A couple of recent articles in lifezette.com discussed the prevalence and impact of electronic devices on the development of babies and toddlers in the United States.
The findings aren’t particularly startling. The articles referenced a 2013 study from Common Sense Media that found that 75% of children had access to mobile media devices in the home. However, in this fast changing world where new apps for Moms and kids are being developed almost every day, we suspect these 2013 findings are somewhat hoary.
Using expert commentary, lifezette also makes the point that researchers really don’t know whether this plethora of electronic devices is good for children.
“The bottom line is that it’s so new we don’t know if it’s good, bad or otherwise. But there is a lot of other research that shows the main learning and sustenance for young children – particularly children under 2 – comes from their relationships, particularly their parents and whomever cares for them,” says Tovah Klein, director of the Barnard College Center for Toddler Development.
Without being too snarky, most of us can figure that out. Of course, babies and toddlers do best when interacting with parents, other children, caregivers and others. And, while acknowledging the very real concern that kids, including infants and toddlers, are overexposed to electronic media, we’d make the point that in every generation parents worry about their children. The issues change, but the worry never does.
Having said this, we do think that electronic media pose a temptation to parents we should be aware of – that is, they can serve as babysitters.
We’re up early. We work. We have chores at home including meals and so on and on. An older generation turned on the television set.
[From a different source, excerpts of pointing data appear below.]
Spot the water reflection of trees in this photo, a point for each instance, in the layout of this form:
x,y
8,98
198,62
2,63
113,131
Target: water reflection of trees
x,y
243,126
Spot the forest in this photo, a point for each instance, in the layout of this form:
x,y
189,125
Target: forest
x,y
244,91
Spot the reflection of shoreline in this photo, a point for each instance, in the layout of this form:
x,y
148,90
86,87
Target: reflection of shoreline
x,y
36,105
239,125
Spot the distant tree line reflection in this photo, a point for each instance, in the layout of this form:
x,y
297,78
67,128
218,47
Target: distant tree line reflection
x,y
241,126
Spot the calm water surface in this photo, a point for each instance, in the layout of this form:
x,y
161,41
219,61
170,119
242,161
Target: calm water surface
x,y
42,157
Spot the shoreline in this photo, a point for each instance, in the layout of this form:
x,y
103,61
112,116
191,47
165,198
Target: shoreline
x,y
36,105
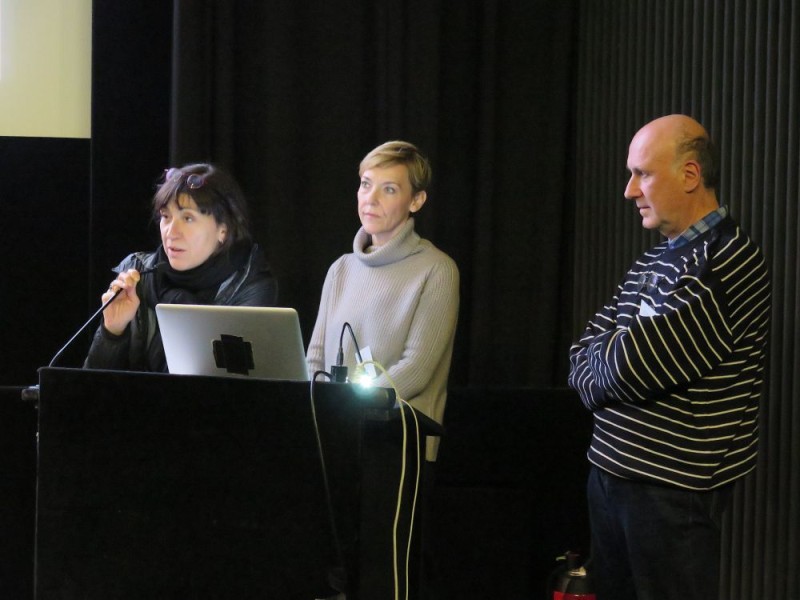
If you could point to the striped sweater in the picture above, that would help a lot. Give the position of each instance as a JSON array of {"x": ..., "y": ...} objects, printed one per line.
[{"x": 673, "y": 367}]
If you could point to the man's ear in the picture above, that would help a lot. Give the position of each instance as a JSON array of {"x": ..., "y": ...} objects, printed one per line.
[
  {"x": 692, "y": 176},
  {"x": 418, "y": 200}
]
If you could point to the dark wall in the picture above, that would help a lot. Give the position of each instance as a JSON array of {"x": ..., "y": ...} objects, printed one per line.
[{"x": 44, "y": 209}]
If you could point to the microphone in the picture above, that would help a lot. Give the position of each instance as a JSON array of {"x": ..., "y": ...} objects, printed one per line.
[
  {"x": 157, "y": 267},
  {"x": 339, "y": 371}
]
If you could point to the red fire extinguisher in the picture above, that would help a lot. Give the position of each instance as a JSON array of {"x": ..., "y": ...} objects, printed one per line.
[{"x": 571, "y": 581}]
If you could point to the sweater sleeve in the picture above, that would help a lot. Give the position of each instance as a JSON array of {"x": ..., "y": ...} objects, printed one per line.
[
  {"x": 690, "y": 335},
  {"x": 431, "y": 332},
  {"x": 582, "y": 378}
]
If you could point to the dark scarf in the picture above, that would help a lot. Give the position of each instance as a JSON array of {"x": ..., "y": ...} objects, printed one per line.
[{"x": 198, "y": 285}]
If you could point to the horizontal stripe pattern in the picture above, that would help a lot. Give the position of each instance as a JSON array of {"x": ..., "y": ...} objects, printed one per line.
[{"x": 673, "y": 366}]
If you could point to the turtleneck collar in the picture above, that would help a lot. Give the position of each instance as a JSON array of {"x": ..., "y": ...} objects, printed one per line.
[{"x": 403, "y": 244}]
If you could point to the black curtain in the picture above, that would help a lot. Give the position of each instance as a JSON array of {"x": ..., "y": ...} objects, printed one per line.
[{"x": 290, "y": 96}]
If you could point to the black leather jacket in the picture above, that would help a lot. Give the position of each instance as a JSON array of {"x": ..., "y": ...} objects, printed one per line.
[{"x": 139, "y": 348}]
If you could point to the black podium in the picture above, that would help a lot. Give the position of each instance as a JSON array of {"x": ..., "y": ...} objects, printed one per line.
[{"x": 164, "y": 486}]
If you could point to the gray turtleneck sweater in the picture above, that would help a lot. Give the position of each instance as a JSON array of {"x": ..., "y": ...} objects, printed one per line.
[{"x": 401, "y": 299}]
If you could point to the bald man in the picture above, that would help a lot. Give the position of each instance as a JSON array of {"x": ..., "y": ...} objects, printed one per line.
[{"x": 672, "y": 369}]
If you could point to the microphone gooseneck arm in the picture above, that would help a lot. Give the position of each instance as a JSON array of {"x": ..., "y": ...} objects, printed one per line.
[
  {"x": 98, "y": 312},
  {"x": 339, "y": 371}
]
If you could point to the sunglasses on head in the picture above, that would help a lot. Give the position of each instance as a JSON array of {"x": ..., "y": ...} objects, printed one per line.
[{"x": 193, "y": 180}]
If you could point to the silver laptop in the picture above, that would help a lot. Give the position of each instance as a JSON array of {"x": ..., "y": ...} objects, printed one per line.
[{"x": 232, "y": 341}]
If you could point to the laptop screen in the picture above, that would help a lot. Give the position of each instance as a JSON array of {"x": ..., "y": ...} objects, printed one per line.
[{"x": 232, "y": 341}]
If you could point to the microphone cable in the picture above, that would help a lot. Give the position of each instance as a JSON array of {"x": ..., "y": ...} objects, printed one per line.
[
  {"x": 340, "y": 584},
  {"x": 338, "y": 370},
  {"x": 403, "y": 405}
]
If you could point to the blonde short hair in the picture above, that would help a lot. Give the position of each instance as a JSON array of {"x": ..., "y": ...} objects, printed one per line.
[{"x": 400, "y": 153}]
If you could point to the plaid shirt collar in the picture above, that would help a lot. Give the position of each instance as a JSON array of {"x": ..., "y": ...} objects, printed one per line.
[{"x": 709, "y": 221}]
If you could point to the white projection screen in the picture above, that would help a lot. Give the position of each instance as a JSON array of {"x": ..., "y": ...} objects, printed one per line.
[{"x": 45, "y": 68}]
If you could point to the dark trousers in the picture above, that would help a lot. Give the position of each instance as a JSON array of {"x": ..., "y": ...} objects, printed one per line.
[{"x": 652, "y": 542}]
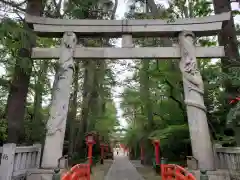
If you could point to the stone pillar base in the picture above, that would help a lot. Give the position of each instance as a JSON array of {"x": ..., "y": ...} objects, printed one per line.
[
  {"x": 216, "y": 175},
  {"x": 41, "y": 174}
]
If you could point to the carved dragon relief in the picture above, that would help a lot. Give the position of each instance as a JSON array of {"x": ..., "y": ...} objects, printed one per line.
[
  {"x": 188, "y": 65},
  {"x": 58, "y": 111}
]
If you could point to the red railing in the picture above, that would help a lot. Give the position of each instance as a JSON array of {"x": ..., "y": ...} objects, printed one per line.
[
  {"x": 78, "y": 172},
  {"x": 172, "y": 171}
]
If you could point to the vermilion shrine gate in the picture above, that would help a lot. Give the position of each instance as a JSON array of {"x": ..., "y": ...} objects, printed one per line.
[{"x": 185, "y": 29}]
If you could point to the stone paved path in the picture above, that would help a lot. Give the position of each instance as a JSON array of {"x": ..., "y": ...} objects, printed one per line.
[{"x": 122, "y": 169}]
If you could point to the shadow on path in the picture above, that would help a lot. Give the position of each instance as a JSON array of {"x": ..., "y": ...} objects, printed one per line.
[{"x": 122, "y": 169}]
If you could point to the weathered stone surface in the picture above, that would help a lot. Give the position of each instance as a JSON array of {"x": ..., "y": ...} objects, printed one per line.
[
  {"x": 127, "y": 53},
  {"x": 206, "y": 26},
  {"x": 58, "y": 112},
  {"x": 196, "y": 110},
  {"x": 122, "y": 169}
]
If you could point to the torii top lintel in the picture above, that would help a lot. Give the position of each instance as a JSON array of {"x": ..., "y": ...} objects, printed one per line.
[{"x": 203, "y": 26}]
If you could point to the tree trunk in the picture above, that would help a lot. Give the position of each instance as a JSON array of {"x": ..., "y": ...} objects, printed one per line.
[{"x": 16, "y": 103}]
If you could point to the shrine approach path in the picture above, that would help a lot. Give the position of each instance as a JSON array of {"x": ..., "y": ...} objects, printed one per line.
[{"x": 122, "y": 169}]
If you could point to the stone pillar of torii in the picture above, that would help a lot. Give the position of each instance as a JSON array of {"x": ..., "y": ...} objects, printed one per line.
[{"x": 186, "y": 51}]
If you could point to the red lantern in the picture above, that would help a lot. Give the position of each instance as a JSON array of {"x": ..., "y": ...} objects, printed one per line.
[
  {"x": 102, "y": 146},
  {"x": 142, "y": 153}
]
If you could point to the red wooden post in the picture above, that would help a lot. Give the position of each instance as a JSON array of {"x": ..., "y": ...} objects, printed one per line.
[
  {"x": 156, "y": 146},
  {"x": 90, "y": 142},
  {"x": 102, "y": 146},
  {"x": 142, "y": 153}
]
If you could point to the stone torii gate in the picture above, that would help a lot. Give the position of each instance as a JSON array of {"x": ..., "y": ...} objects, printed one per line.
[{"x": 186, "y": 51}]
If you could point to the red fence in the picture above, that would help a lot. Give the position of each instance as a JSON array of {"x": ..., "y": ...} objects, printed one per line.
[
  {"x": 78, "y": 172},
  {"x": 172, "y": 171}
]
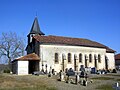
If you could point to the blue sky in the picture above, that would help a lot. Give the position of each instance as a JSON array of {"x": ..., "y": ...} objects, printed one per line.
[{"x": 97, "y": 20}]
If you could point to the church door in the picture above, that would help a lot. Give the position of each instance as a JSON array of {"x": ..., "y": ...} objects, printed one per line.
[{"x": 75, "y": 64}]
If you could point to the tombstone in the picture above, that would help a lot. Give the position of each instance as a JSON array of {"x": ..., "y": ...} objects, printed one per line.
[
  {"x": 116, "y": 86},
  {"x": 84, "y": 83},
  {"x": 49, "y": 74},
  {"x": 93, "y": 70},
  {"x": 77, "y": 79}
]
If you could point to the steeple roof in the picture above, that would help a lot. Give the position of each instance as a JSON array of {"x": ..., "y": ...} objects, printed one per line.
[{"x": 36, "y": 28}]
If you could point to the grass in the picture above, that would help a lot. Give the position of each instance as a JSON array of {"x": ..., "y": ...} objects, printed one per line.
[
  {"x": 102, "y": 78},
  {"x": 105, "y": 87},
  {"x": 12, "y": 82}
]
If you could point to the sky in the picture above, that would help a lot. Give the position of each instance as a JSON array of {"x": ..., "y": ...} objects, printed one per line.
[{"x": 97, "y": 20}]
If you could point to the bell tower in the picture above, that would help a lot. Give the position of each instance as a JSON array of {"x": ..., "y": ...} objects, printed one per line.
[{"x": 35, "y": 30}]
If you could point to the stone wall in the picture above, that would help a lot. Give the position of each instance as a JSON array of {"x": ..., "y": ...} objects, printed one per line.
[{"x": 47, "y": 55}]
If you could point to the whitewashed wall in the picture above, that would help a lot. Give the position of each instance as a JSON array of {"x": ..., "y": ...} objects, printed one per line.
[
  {"x": 22, "y": 68},
  {"x": 111, "y": 60},
  {"x": 47, "y": 55}
]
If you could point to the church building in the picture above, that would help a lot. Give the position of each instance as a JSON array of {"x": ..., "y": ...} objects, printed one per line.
[{"x": 61, "y": 53}]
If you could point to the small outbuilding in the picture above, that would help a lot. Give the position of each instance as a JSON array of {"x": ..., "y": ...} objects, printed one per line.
[{"x": 26, "y": 64}]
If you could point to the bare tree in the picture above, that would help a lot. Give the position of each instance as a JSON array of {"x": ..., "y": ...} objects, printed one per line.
[{"x": 11, "y": 46}]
Parents today resort to electronic media to grab those few minutes that enable them to get a hot meal to the table or take care of some other necessary task.
Despite the experts, there is nothing wrong with it…provided we know we’re distracting our children and we compensate for it at other less stressful times.
In our opinion, it’s far too easy to make parents feel guilty about the way they raise their children. We say, pick the media wisely, use it when necessary, and don’t feel guilty about it. Remember, it’s not either/or. It’s a balance.